Chongnyon Jonwi received Order of the National Flag, First Class, for being published through the Korean War without missing an issue. It celebrated its 20,000th issue on 6 February 2017.

==Content==
Chongnyon Jonwi is published daily and is a national newspaper. It is the organ of the Central Committee of the Socialist Patriotic Youth League. It carries travelogues, memoirs, essays, and other kinds of articles. Its mission is to instill the Juche ideology, loyalty to the Workers' Party of Korea (WPK) and leaders of North Korea in the country's youth. Most articles are commentary on articles in Rodong Sinmun from a youth perspective.

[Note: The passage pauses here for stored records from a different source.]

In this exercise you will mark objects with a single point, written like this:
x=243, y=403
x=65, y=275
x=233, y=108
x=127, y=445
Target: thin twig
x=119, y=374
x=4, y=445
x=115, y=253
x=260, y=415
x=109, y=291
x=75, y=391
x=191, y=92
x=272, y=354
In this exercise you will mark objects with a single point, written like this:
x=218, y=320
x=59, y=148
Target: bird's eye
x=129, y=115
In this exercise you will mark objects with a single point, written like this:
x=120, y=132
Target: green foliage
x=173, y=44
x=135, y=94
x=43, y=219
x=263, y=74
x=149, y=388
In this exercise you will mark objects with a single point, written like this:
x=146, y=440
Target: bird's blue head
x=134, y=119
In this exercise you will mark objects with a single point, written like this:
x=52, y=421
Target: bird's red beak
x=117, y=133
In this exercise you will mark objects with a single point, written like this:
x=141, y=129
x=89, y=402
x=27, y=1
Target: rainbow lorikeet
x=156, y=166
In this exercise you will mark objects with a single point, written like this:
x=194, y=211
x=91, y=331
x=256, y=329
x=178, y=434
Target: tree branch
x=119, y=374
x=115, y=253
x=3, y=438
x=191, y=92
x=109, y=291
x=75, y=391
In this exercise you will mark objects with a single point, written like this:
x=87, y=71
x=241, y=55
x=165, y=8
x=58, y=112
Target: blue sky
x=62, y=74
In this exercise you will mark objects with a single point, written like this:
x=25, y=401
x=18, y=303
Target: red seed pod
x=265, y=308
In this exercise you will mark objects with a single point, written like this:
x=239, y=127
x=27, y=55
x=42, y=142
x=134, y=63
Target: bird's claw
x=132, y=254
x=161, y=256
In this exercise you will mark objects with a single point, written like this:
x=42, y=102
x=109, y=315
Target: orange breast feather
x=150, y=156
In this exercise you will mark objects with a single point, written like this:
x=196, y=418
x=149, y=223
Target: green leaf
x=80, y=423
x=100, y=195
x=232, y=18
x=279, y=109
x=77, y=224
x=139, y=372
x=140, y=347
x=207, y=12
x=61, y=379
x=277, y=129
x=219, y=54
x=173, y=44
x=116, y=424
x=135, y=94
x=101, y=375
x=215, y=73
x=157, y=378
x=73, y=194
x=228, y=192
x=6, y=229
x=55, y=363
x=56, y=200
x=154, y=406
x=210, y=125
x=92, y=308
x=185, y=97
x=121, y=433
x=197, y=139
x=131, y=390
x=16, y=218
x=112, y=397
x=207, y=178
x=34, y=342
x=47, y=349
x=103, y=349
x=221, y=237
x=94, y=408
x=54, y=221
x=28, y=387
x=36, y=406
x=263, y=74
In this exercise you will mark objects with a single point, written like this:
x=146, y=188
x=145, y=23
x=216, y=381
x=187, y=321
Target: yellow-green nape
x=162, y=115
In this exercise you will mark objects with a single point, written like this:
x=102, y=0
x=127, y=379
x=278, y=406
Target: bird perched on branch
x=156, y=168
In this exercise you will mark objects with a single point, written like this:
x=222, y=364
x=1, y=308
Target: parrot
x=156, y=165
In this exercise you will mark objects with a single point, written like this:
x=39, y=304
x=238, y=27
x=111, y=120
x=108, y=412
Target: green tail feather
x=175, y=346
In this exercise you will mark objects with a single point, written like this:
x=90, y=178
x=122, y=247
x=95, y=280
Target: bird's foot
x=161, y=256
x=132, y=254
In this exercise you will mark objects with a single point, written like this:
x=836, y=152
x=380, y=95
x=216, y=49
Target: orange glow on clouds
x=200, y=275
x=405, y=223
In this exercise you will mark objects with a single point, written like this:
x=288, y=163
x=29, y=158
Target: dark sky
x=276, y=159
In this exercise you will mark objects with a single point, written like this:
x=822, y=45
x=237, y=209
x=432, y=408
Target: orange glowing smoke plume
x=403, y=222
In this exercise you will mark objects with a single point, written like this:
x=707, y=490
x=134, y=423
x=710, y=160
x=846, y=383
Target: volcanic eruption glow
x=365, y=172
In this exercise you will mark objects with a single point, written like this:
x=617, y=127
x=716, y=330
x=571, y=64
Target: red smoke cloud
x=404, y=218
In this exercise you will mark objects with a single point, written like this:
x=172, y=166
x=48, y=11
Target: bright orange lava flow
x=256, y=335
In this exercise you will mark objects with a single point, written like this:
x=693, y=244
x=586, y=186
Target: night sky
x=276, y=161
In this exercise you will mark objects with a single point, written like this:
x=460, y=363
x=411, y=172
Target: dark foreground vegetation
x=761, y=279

The newspaper is particularly known for being one of three newspapers that used to jointly publish New Year addresses under the rule of Kim Jong Il, who had broken with the tradition of delivering them to live audiences. The first such editorial was in 1995 and the last one in 2012. The other two newspapers were Rodong Sinmun, the organ of the WPK, and Joson Inmingun, the newspaper of the Korean People's Army (KPA). Because the WPK, KPA, and the youth league are the three most important organizations in the country, their newspapers are the three most influential papers, although according to Fyodor Tertitskiy of NK News: "objectively speaking, Chongnyon Chonwi is not nearly as significant as the other two publications".